The deal wave has increased the size of TPC's footprint. Only one of its acquired businesses—Electra Cord Inc., formerly of Massillon, Ohio—was folded into the Macedonia headquarters. Crane said the Valley View Road plant was expanded to 120,000 square feet in 2017 to accommodate Electra Cord's production lines and staff. About 150 employees now work at the Macedonia site.
The others have remained in place, meaning the company currently has operations on both U.S. coasts and in Canada and Mexico. It acquired Mexico City's Enersave Wire & Cable shortly before Crane came aboard, and EZ Form is based in Hamden, Conn.
TPC has limited distribution overseas, he said, but remains focused on North America, where it derives roughly 90 percent of its sales.

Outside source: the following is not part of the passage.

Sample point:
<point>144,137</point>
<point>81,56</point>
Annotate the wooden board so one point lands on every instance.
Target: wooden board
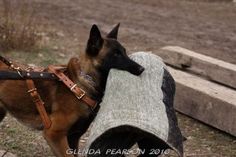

Organic growth has been another component of TPC's expansion efforts. Crane established a strategic account team early on to facilitate relationships with satellite locations of some of it largest customers.
In some cases, the company would be doing really well on sales to one Ford assembly plant, for example, but not so hot in other plants.
"That strategic account initiative is to help us learn what we do really well at one site and how we can replicate it at the other sites," he said.
Middle market investor Audax Group of Boston owns TPC. It bought the company in May 2015 from Pfingsten Partners L.L.C. of Chicago for an undisclosed price. The investment group has a strong track record of aggressive add-on acquisition strategies. According to its website, Audax Private Equity has invested over $5 billion in 126 platforms and 774 add-on companies.
Crane said TPC does "keep an eye out" for companies that it can integrate along its supply chain and distribution channels, but will primarily remain focused on targets that mirror its product expertise.